NVIDIA submitted results on GB200 NVL72 and GB300 NVL72 rack-scale systems.
In each NVL72 rack, fifth-generation NVLink Switches connect 72 GPUs into a shared pool of compute and memory.
NVIDIA put the GB300 NVL72 advantage at up to 1.6x versus GB200 NVL72 when both systems were measured at the same scale.
The company tied the gain to Blackwell Ultra features including NVFP4, expanded memory capacity and a higher power ceiling.
Scale Claims Now Depend On Reliability
The largest Blackwell submission used 8,192 GPUs on DeepSeek-V3 671B with GB200 NVL72 systems.
NVIDIA also submitted at 5,120 GPUs on Llama 3.1 405B.
Partner submissions show how hyperscalers and AI clouds are turning the same platform into cluster-scale results.
Microsoft Azure ran Llama 3.1 405B training across 8,192 GPUs and hit the reference quality target in 7.07 minutes.
CoreWeave used GB300 NVL72 with Spectrum-X Ethernet to reach the DeepSeek-V3 671B quality target in 2.02 minutes at 8,192-GPU scale.
At that scale, reliability becomes part of performance.

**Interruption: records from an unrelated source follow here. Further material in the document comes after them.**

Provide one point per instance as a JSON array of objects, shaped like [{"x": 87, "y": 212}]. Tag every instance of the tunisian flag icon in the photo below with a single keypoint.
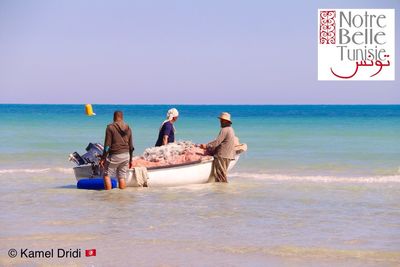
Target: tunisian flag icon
[{"x": 90, "y": 252}]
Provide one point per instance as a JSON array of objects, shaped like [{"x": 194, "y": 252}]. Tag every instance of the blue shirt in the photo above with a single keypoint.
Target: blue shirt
[{"x": 166, "y": 129}]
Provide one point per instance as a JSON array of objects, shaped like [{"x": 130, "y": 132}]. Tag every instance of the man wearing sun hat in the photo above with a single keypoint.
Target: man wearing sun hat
[{"x": 222, "y": 148}]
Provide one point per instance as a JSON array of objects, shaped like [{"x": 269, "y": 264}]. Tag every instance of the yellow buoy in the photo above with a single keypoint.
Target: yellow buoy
[{"x": 89, "y": 110}]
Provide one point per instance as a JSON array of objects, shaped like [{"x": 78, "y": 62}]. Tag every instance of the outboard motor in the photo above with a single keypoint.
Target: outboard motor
[
  {"x": 92, "y": 157},
  {"x": 93, "y": 154}
]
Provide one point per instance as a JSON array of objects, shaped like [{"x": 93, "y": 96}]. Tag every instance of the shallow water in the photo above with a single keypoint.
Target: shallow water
[{"x": 288, "y": 202}]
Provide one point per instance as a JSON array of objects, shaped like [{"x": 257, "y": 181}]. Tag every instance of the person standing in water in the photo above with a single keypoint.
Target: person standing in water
[
  {"x": 166, "y": 133},
  {"x": 222, "y": 148},
  {"x": 118, "y": 150}
]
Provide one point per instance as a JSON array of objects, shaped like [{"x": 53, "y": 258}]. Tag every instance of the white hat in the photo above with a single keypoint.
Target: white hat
[
  {"x": 172, "y": 113},
  {"x": 225, "y": 116}
]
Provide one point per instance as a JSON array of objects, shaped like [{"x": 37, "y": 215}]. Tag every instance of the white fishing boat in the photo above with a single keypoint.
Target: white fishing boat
[{"x": 197, "y": 172}]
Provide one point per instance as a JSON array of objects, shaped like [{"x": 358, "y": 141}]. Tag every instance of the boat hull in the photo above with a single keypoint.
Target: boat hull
[{"x": 185, "y": 174}]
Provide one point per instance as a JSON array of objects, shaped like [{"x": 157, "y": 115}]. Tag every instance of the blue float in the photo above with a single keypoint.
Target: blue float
[{"x": 94, "y": 183}]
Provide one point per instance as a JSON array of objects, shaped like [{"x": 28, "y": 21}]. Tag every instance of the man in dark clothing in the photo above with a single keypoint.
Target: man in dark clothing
[
  {"x": 167, "y": 130},
  {"x": 118, "y": 150}
]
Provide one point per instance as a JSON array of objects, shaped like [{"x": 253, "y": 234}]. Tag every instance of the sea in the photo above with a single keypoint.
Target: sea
[{"x": 318, "y": 186}]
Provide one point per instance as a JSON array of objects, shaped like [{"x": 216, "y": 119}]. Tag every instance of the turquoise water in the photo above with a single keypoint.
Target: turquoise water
[
  {"x": 338, "y": 140},
  {"x": 319, "y": 186}
]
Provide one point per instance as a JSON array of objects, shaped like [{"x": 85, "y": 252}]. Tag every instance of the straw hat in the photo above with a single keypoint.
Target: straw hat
[{"x": 225, "y": 116}]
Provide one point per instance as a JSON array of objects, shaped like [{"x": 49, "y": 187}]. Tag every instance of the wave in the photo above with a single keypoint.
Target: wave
[
  {"x": 318, "y": 178},
  {"x": 43, "y": 170}
]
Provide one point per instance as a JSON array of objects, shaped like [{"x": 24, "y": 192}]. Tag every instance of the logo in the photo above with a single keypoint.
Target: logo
[
  {"x": 356, "y": 44},
  {"x": 90, "y": 252},
  {"x": 50, "y": 253}
]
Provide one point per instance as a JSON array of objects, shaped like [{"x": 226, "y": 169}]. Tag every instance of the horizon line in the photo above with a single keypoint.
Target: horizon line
[{"x": 216, "y": 104}]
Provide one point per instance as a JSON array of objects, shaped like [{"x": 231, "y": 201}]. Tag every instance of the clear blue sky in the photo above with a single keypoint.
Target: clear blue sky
[{"x": 186, "y": 52}]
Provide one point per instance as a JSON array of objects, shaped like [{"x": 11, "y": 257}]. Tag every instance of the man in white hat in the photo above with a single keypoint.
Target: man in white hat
[
  {"x": 166, "y": 133},
  {"x": 222, "y": 148}
]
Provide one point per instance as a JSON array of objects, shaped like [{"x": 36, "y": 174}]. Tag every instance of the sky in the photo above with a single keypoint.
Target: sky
[{"x": 174, "y": 52}]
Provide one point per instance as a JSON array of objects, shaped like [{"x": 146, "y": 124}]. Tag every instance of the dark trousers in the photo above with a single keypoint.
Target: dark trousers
[{"x": 219, "y": 170}]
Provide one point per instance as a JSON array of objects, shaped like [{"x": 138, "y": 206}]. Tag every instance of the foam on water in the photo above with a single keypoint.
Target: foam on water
[
  {"x": 37, "y": 170},
  {"x": 317, "y": 178}
]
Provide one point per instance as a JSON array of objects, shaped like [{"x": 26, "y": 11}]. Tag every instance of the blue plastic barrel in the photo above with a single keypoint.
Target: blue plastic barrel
[{"x": 94, "y": 183}]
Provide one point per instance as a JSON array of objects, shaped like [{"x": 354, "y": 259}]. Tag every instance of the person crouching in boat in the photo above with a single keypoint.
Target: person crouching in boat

NVIDIA says production training can run for weeks or months across hundreds of thousands of GPUs, so checkpointing, fault detection and network rerouting affect whether theoretical throughput becomes usable training time.
Partner Demand Is The Commercial Proof
The ecosystem list is broad.
NVIDIA says 19 organizations submitted in this MLPerf round, including Microsoft Azure, CoreWeave, Google Cloud, Dell Technologies, Hewlett Packard Enterprise, Supermicro, Cisco and others.
Customer examples add another layer.
Cohere said its North agentic AI platform trained 3x faster on GB200 NVL72.
Thinking Machines Lab reported 2x faster training and serving speeds on GB300 NVL72 through Google Cloud.
Higgsfield said Nebius infrastructure cut model training time by 30%, while its service has 22 million users generating more than 6 million pieces of AI content per day.
The unresolved issue is not whether NVIDIA can post benchmark wins.
It is whether data-center operators can keep feeding these rack-scale systems with power, networking, cooling and customer workloads at the pace Blackwell demand implies.